Before I get any further along, I think it's time to dig a little bit into the subject of Sub-National Governance -- that is, the structure of local politics in Afghanistan.
Doing so is terrifying for a handful of reasons:
1. It's complicated as hell and I'm pretty likely to get some things wrong, which is bad because it's in no small part my job to know and understand this stuff.
2. It's entirely possible that I'll get all wrapped up in the subject (I won't lie: this stuff turns my crank) and get carried away, and in the mean time the few readers of this blog may slip into a coma at the how dry the material is.
3. Saying too much or (worse!) editorializing on the topic would put me WELL out of my lane and get me thumped on the head. And I nobody wants that.
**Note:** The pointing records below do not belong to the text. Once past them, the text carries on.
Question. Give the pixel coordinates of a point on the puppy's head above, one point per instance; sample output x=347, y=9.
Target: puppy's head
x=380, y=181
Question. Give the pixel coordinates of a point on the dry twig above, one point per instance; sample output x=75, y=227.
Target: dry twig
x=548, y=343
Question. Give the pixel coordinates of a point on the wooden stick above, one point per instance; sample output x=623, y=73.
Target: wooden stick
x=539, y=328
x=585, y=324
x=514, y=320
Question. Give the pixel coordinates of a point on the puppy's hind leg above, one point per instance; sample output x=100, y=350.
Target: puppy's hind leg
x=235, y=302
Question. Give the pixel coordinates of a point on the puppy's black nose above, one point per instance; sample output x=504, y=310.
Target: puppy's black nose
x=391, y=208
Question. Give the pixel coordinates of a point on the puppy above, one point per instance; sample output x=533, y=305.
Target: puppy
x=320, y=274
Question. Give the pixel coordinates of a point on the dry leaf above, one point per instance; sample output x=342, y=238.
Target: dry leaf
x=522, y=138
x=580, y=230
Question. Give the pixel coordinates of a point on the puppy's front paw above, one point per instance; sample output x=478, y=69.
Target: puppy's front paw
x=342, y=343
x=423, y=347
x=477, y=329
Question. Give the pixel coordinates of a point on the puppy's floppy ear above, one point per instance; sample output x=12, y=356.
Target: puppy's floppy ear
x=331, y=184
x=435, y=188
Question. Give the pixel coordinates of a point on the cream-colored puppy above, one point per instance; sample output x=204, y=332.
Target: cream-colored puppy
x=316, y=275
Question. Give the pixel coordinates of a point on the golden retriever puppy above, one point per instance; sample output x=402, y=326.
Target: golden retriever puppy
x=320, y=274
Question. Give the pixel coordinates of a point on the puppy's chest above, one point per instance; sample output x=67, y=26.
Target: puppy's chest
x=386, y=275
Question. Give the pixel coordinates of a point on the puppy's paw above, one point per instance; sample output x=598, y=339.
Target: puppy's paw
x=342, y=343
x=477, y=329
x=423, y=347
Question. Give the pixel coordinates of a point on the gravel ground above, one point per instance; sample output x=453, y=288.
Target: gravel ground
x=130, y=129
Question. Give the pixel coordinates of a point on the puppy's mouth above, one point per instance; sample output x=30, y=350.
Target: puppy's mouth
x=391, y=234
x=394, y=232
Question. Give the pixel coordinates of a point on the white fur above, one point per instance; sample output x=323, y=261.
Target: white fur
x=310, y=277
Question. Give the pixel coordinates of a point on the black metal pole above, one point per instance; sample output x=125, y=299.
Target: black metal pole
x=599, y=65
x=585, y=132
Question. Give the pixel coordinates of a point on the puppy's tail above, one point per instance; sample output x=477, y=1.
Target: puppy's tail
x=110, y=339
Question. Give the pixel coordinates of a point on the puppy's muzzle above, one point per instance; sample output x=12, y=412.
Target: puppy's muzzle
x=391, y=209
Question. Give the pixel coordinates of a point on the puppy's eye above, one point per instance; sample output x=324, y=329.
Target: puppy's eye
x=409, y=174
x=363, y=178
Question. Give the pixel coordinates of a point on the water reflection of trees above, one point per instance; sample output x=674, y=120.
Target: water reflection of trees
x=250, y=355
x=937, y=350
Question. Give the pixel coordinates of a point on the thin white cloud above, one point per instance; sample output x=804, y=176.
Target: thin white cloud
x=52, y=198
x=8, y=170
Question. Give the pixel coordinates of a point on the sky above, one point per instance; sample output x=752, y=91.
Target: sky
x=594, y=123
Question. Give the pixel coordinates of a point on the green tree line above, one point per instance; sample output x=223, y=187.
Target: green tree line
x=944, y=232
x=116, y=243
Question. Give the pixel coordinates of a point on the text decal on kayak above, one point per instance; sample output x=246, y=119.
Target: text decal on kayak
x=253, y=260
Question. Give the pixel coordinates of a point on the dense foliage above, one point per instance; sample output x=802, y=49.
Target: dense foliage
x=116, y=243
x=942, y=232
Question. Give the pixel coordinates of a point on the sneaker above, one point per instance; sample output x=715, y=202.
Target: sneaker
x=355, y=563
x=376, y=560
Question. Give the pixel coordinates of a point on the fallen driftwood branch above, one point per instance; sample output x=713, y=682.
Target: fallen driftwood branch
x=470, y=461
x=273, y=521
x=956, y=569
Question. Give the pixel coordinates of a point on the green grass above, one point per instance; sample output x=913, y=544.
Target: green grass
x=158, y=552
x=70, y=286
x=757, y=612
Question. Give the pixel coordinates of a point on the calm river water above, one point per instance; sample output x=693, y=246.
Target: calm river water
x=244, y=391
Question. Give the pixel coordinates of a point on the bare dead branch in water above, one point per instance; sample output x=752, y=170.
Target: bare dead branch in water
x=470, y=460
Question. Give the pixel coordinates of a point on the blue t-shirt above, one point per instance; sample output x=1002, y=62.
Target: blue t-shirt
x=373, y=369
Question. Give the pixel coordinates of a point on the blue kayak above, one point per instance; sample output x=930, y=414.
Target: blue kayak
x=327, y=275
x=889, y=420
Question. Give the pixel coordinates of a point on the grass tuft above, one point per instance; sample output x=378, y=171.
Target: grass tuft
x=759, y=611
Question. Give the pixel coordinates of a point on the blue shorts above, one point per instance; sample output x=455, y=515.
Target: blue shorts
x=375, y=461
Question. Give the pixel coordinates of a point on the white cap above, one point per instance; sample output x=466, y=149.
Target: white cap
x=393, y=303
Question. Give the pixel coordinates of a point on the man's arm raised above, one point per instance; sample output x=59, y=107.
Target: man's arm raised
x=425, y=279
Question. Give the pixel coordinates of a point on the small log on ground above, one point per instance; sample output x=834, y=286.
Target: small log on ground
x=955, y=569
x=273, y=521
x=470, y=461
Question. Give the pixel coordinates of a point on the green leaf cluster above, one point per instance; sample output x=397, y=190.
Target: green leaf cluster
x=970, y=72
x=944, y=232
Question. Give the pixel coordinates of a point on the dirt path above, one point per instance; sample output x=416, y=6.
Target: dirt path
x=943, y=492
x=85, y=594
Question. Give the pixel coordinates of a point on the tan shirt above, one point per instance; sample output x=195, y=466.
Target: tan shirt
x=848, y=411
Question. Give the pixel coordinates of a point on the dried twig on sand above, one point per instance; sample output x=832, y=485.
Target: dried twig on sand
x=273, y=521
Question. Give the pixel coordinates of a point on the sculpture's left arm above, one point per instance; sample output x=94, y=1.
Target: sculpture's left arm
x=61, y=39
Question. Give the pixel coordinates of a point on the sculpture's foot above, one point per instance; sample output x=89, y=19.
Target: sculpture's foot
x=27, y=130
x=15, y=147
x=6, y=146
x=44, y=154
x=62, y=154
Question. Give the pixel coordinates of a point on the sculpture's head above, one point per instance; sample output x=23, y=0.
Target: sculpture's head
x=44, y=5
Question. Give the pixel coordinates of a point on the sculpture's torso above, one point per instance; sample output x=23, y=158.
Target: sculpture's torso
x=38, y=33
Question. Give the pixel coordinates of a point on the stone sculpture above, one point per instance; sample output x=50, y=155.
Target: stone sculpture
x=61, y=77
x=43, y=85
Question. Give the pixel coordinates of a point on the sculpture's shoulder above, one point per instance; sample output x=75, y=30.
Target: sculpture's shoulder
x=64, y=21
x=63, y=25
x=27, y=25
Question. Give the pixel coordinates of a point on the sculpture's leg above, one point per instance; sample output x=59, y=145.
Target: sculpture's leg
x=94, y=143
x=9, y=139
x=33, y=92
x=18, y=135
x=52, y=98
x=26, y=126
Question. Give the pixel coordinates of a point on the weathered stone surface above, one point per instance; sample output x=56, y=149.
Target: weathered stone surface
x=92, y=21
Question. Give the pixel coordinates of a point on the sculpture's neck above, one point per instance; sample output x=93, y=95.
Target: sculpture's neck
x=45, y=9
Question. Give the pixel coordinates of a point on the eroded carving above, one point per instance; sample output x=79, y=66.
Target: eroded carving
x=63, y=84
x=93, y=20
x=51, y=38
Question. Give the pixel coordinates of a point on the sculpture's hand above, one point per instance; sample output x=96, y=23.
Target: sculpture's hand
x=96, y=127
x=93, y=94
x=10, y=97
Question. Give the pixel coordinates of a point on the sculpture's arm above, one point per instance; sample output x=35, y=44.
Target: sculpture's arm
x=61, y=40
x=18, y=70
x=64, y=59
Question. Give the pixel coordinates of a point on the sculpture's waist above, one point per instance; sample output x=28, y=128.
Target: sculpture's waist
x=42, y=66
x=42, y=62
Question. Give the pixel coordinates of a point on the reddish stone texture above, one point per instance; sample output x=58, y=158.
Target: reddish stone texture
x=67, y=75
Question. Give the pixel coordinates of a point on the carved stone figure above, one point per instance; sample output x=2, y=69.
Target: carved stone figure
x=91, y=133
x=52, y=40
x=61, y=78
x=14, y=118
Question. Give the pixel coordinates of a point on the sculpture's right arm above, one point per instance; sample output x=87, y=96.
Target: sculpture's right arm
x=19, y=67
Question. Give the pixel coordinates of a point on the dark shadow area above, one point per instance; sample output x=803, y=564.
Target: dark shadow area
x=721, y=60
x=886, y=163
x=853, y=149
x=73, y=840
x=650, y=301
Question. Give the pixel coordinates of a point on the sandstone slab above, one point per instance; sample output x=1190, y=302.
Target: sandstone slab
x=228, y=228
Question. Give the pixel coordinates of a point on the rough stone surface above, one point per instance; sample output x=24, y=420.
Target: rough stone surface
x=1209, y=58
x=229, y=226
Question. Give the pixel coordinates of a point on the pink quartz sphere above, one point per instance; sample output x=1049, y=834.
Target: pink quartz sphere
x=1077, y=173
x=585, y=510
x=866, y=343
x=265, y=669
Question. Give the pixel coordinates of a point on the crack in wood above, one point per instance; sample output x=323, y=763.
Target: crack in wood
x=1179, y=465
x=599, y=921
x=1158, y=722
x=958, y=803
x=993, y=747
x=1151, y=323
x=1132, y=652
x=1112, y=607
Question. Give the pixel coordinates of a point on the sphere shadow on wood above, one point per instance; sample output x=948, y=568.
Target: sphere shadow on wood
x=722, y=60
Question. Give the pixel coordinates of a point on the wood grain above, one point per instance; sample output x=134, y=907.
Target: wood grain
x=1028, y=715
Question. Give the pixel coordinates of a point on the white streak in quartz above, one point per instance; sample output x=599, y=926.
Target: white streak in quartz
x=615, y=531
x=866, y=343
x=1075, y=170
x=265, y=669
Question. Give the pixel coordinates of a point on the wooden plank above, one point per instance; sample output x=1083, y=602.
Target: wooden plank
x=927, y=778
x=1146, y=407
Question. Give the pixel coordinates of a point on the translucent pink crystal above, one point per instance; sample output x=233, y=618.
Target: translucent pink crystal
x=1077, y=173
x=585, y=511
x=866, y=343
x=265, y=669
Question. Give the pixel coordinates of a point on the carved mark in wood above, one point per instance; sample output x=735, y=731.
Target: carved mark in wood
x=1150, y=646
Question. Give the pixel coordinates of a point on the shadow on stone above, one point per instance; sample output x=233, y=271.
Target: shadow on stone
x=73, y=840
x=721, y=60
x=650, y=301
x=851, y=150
With that in mind, here's a quick sketch of how the politics of Afghanistan functions at the provincial level:
At the top, you've got the Governor. As you might expect, he's in charge. Here's the thing, though: the Governor is not an elected official. He's appointed by the President, and he's not necessarily from the same province he's appointed to. It's as if Obama were allowed to choose the Governor of, say, Georgia, and it wouldn't be unexpected for him to pick a Michigander for the post.
The Governor isn't democratically elected, but the Provincial Council or PC is. In Farah, the PC is nine people, and it's mandated by law that a certain percent -- a third, I believe -- be women. They're the elected representatives (at the Province level) and are sort of a conduit for the cares and concerns of the people whom they represent.
Here's the thing, though: neither the Governor nor the PC have a budget to work with. There is, in fact, almost no such thing as a Provincial budget. Ponder that for a minute: if the Governor or the Council want to build a road or a school are accomplish any of the other millions of things a functioning local government does, they have no money to do so.
When things need to be accomplished, it's up to the Provincial Line Ministers, also known as Provincial Department Directors, to make it happen. In order for them to do so, THEY have to contact Kabul to get the money. So the Ministry of, for example, Education, has a guy on the ground who's the Province-level head of education, and he -- or, very occasionally, she -- has some money that comes from Kabul for opening or closing schools or what have you. It's not a lot of money, because the nation of Afghanistan is pretty cash-strapped as of now, although obviously that big mineral find of a few months ago may change that.
So, if the Governor and the PC determine that they want, say, a road built, they can't just authorize it. They have to work with the Line Minister for Rural Rehabilitation and Development, who himself may have to lobby Kabul for funds. It's supposed to something resembling checks and balances, though it's hard to say how effective the checking and balancing actually is.
Being wholeheartedly American, it's easy to come in and try to Monday morning quarterback the whole arrangement and "fix it" with a bent towards democracy as we know and love it: have the Governor be popularly elected, give him a budget and the PC veto power, tie PC seats directly to districts so there's some semblance of geographic representation, and move on from there.
But the part that's easy to overlook that we so firmly lack in America is that the physical geography of Afghanistan is overlain with an extraordinarily complex human geography called tribalism. Tribes are generally associated with (but aren't strictly limited to) the Pashtun majority. They tend to end in 'zai, the Pashto word for "sons of" -- the Popalzai and the Barakzai, the Nurzai, Alizai, and Achakzai, what have you. There are tribes upon tribes, and (because it's not already complex enough), there are also sub-tribes to contend with.
By definition, an election means that there are winners and losers, and in a tribal environment, that would translate directly to a win or loss for an entire tribe. Accusations of corruption in elections would be magnified by the stakes involved in getting one's own tribe elected. By bringing in a Governor from another province, entrusting ministers from Kabul with the budget and having them be advised by a group of locally elected officials, you reduce the influence of tribalism in the distribution of public goods. It's not perfect, but it does, to a degree, make sense.